With this new data, the player teleports to Giblets' lab, where they find Giblets had murdered his own G3 staff to do experiments on them.  The weapon Giblets used to attack his men turns out to be the previously mentioned Gatlian, now revealed to be a famous and powerful Gatlian named Lezduit, now catatonic and inoperable due to intense experimentation by Dr.

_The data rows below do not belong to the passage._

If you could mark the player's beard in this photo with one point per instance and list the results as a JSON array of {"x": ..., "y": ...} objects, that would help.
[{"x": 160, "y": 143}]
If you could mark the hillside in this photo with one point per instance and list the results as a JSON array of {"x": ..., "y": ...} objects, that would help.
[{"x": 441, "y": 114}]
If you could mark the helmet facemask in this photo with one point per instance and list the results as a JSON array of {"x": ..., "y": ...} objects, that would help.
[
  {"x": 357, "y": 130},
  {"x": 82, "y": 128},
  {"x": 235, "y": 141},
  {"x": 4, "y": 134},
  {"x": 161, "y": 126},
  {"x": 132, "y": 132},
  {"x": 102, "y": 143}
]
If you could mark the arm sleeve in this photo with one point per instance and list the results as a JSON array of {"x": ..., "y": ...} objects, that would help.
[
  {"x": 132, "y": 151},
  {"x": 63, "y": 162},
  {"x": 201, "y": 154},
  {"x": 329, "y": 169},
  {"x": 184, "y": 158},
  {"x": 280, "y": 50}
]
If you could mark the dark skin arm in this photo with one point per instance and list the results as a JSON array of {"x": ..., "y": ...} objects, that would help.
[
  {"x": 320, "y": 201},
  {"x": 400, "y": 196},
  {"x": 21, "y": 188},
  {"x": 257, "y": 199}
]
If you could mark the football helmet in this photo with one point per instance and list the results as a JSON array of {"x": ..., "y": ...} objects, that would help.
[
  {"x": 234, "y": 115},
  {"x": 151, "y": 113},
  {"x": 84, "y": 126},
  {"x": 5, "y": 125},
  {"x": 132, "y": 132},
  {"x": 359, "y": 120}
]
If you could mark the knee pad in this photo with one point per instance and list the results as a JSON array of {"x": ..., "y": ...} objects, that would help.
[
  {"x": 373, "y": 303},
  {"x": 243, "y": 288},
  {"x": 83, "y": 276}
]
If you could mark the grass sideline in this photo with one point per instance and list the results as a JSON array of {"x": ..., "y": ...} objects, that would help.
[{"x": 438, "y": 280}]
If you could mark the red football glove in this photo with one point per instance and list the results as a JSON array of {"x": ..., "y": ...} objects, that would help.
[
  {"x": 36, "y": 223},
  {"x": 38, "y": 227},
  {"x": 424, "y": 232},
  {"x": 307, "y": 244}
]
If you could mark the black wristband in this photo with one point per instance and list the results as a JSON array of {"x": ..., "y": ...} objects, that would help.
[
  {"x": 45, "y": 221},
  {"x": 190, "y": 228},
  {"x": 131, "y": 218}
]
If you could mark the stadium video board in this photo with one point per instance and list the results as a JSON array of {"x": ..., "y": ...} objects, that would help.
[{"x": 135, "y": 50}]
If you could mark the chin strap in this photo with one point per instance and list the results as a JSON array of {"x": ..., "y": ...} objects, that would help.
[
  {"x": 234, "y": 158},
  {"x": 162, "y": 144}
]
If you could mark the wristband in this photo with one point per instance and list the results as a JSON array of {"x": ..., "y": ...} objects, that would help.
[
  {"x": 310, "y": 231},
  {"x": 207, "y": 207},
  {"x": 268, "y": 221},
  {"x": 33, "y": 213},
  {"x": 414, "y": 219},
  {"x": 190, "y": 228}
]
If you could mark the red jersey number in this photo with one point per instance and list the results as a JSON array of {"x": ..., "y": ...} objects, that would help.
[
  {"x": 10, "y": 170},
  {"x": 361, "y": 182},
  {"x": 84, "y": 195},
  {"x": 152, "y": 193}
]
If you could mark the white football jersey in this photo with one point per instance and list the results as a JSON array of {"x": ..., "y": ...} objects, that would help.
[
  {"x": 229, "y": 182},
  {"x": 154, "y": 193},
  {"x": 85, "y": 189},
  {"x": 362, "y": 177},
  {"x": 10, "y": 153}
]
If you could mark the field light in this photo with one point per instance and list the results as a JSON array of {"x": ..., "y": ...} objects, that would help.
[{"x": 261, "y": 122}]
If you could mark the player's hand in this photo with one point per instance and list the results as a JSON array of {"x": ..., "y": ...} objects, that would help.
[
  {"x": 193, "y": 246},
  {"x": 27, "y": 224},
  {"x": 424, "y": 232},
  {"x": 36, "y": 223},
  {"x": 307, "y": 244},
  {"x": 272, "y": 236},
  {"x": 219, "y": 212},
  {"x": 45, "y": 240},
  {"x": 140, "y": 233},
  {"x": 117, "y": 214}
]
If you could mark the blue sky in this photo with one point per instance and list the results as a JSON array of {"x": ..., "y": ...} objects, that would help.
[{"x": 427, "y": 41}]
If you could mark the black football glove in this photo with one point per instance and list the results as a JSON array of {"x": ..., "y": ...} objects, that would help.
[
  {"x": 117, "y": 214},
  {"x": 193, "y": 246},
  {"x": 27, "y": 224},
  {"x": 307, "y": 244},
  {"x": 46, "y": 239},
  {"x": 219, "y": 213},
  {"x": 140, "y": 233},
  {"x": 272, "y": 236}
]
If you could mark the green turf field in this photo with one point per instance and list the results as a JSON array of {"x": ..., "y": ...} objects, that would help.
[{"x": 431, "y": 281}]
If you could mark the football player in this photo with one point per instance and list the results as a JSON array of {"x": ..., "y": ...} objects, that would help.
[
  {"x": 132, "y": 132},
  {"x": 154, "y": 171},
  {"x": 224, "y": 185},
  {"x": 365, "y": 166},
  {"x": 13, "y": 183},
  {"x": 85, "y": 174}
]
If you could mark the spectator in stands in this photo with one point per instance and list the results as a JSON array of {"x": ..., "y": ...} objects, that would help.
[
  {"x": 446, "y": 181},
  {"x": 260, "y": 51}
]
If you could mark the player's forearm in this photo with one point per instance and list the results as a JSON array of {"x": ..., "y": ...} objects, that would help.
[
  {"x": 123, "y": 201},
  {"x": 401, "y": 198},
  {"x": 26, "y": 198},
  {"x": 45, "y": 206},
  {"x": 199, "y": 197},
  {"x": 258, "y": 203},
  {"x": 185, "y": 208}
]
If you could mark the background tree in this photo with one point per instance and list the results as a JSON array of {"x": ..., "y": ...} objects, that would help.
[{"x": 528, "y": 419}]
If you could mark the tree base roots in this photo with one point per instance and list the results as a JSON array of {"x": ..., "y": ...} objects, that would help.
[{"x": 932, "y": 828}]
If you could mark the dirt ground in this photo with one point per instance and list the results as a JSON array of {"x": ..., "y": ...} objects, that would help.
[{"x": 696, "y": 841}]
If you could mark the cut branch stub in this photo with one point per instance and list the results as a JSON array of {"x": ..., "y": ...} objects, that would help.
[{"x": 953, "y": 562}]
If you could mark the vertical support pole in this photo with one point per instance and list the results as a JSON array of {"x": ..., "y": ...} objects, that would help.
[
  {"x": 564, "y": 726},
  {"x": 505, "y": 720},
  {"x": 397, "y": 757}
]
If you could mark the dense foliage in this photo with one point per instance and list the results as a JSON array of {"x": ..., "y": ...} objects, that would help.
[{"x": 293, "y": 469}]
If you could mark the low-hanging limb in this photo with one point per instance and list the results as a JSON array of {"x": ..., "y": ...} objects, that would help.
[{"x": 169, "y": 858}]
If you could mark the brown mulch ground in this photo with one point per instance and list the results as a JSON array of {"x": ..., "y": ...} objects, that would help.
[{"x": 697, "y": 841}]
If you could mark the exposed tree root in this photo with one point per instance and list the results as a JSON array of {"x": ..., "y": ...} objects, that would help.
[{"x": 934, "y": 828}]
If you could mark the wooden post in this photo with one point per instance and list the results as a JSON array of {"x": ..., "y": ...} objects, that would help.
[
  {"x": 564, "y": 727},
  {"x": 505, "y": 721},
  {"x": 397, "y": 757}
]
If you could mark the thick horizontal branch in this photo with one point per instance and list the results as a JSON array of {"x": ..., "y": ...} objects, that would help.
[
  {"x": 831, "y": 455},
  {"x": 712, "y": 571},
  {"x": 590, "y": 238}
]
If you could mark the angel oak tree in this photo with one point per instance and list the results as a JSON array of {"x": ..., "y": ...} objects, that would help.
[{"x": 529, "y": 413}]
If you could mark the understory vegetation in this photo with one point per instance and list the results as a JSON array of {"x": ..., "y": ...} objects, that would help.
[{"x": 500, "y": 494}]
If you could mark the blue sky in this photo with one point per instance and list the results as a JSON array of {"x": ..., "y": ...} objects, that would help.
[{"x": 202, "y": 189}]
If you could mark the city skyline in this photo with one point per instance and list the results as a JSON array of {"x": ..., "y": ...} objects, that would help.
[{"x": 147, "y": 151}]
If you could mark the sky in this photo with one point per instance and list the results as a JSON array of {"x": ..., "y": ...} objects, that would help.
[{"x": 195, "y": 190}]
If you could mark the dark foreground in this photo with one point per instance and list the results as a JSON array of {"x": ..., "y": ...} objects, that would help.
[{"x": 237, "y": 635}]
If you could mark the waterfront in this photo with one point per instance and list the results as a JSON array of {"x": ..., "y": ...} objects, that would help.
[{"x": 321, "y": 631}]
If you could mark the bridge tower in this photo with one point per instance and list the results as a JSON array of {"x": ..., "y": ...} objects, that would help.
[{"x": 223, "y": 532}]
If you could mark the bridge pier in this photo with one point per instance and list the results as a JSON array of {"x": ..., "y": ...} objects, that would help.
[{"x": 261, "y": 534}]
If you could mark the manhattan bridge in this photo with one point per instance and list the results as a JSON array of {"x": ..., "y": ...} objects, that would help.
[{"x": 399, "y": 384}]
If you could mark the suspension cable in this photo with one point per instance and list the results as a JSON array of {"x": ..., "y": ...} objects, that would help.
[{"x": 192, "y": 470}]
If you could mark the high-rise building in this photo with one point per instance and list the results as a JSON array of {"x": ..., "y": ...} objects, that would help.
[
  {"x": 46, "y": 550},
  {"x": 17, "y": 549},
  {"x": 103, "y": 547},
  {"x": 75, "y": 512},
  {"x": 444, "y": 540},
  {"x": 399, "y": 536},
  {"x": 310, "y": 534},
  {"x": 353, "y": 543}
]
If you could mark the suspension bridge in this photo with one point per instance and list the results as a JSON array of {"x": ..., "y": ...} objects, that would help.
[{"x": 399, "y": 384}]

Giblets.  The player recovers them for Gene to examine later, and finds Giblets, who accidentally slips and falls, and therefore kills himself.  The player then deals with Giblets' failsafe security before departing.

The player returns to Gene and gives Lezduit to him in order to see if he can be salvaged, but then Gene informs them that Lizzie has gone missing, and is asked to find her.  Suspecting Tweeg may somehow be involved in her disappearance, Gene directs them to the Space Applebee's down in the slums.  Before departing, however, Kenny suddenly asks the player to leave all the other Gatlians with Gene, clearly nervous about something he wants to tell the player.  Upon arriving at Applebees, Kenny and the player take a seat after failing to find Tweeg, and Kenny reveals that he is actually the one who is responsible for the destruction of his home planet Gatlus.  

Kenny explains to the player that Gatlus was once an isolated planet on the far edge of an asteroid belt, completely unknown to the wider galaxy just like earth once was.  One day, an alien smuggler named Rel Delmar crash-landed on the planet.  Kenny, wanting to leave the planet due to his people constantly calling him a failure, decided to help Rel fix his ship and then go with him, finally getting the chance to achieve his dream of seeing outer space and having great adventures.  Unfortunately, Rel being a smuggler caused several run-ins with several shady characters, and eventually met up with the G3 and Garmantuous, who immediately became fascinated with Kenny's abilities of unlimited firepower, and tricked him into revealing the existence of Gatlus.  Garmantuous led the G3 in an invasion of the planet, but were pushed back in a rebellion led by Lezduit.  Garmantuous attacked again however with a powerful super-virus that zombified most of the Gatlians, and a remorseful Kenny told Lezduit of his involvement in the invasion before seemingly dying, not knowing that Lezduit would survive.  Kenny admits he is now scared that he will have to tell the other Gatlians what he did, but just as he finishes his story, they spot Tweeg and Liz outside.  Depending on the player's earlier choices, this will either be Lizzie running off with Tweeg to start a new life (in which the G3 will have learned about the bounty hunter through Gene's bounty hunting ads), or Tweeg would be selling out the player to the G3 for money and then kidnapping Lizzie for more money.  Either way, they disappear into Tweeg's space rv before the G3 suddenly attack the player, despite being in the neutral Blim City.  They flee back to the house and teleport away to specific coordinates under Kenny's instructions.  They end up teleporting to Gatlus, now left a toxic wasteland thanks to the G3, and Kenny warns that if they don't stop the G3, earth will end up exactly the same.

The next day, Gene summons everyone to discuss their next move, and provides the player extra over-shield for their bounty hunting suit. Gene reveals that he has tracked Lizzie's bio-signal, and sends the player to bring her back.  Depending on the previous choices, Lizzie will either break up with Tweeg if their relationship turns out to not be going anywhere or will have outright killed him if he tried to kidnap her.  Upon returning, Clugg sends the team data on Nipulon, one of Garmantuous' top lieutenants, as well as the promise that Lezduit will be fixed by the time the player gets back.  Upon hearing this, Kenny decides to tell the other Gatlians what he did, shunning himself from the rest of the group as they now resent him for causing the destruction of their home and people.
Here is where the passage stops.